For the second straight year, Colorado State University is being honored by the Arbor Day Foundation and Toyota Motor North America, Inc., as a Tree Campus USA for promoting healthy trees and engaging students and communities in conversation about urban tree care.
To celebrate the recognition and in observance of Arbor Day 2013, CSU Facilities Management and the Colorado State Forest Service will lead a volunteer tree planting event at 9 a.m. April 26 on the main campus. A group of volunteers, many of them CSU students, will plant a variety of trees at the south end of Ammons Hall. The planting is part of an effort to retain CSU’s urban forest, which boasts more than 4,500 trees on the main campus. A tree tour around the Oval also will be offered to provide participants with information about campus trees.

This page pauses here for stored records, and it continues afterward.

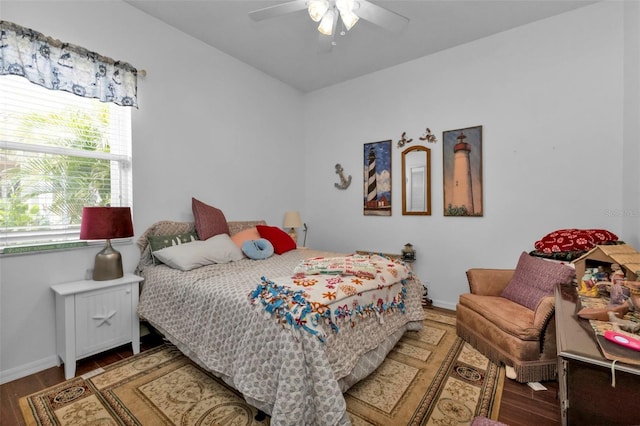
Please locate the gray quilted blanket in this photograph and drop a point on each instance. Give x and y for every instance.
(288, 373)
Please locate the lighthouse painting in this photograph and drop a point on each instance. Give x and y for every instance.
(462, 169)
(377, 178)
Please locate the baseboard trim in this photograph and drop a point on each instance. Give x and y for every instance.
(21, 371)
(445, 305)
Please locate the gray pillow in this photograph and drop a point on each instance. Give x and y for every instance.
(217, 249)
(157, 242)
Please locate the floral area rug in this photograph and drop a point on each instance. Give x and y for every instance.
(431, 377)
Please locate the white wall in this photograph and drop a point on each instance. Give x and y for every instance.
(550, 99)
(208, 126)
(631, 154)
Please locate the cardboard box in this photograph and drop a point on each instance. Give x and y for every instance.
(622, 254)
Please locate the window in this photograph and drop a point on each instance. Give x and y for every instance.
(58, 153)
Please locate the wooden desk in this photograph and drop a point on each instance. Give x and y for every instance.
(585, 376)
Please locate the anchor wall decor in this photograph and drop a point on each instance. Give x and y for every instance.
(344, 182)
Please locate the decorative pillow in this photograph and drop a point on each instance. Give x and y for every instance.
(209, 220)
(534, 278)
(574, 240)
(257, 249)
(217, 249)
(281, 241)
(246, 235)
(157, 242)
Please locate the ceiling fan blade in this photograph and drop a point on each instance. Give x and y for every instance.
(277, 10)
(325, 43)
(380, 16)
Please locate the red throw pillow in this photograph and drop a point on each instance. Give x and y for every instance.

“Urban forests bring a necessary beauty to campus that would be lost without consistent upkeep. Meeting the requirements of being a Tree Campus USA allows CSU to show its devotion to the urban forest,” said Luke Finn, CSU forestry student and student representative on the campus Tree Advisory Committee. Other committee members include CSU Facilities Management and Forest and Rangeland Stewardship staff, as well as the Fort Collins City Forester and CSFS Fort Collins District personnel.

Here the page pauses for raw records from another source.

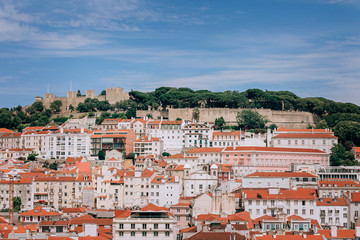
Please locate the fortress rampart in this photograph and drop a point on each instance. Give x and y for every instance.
(290, 119)
(113, 95)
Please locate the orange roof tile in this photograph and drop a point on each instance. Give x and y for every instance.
(201, 150)
(282, 174)
(122, 213)
(272, 149)
(39, 211)
(304, 135)
(338, 183)
(331, 202)
(340, 233)
(153, 207)
(299, 194)
(284, 129)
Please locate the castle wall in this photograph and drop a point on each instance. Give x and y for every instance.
(113, 95)
(290, 119)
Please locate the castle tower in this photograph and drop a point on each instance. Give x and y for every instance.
(90, 93)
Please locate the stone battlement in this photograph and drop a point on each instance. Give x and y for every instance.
(113, 95)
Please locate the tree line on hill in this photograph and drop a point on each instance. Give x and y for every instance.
(342, 118)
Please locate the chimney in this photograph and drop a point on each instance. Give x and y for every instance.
(198, 227)
(357, 231)
(333, 230)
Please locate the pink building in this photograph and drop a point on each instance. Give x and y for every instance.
(181, 212)
(270, 159)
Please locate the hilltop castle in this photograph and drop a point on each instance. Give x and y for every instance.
(112, 95)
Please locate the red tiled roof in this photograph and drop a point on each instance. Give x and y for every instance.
(147, 173)
(331, 202)
(260, 219)
(245, 216)
(355, 196)
(299, 194)
(346, 233)
(282, 174)
(338, 182)
(284, 129)
(5, 130)
(89, 219)
(74, 210)
(216, 236)
(39, 211)
(290, 237)
(122, 213)
(175, 156)
(153, 207)
(201, 150)
(304, 135)
(148, 139)
(234, 133)
(272, 149)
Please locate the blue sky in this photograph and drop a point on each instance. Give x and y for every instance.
(309, 47)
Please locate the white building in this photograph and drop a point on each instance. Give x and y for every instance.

Tree Campus USA is a national program that honors colleges and universities for effective campus forest management and for engaging staff and students in conservation goals. Last year was the first time CSU received official Tree Campus USA recognition.
“Participating in Tree Campus USA sets a fine example for other colleges and universities, while helping to create a healthier planet for all of us,” said John Rosenow, founder and chief executive of the Arbor Day Foundation.
CSU retained the designation by continuing to meet Tree Campus USA’s five standards, which include maintaining a tree advisory committee, a campus tree-care plan, dedicated annual expenditures toward trees, an Arbor Day observance and student service-learning projects. CSU also is required to demonstrate that it continues to ensure the protection and maintenance of the campus’ urban forest, reduce hazardous tree risks to public safety, and maintain a sustainable campus forest through tree species diversity and best management practices.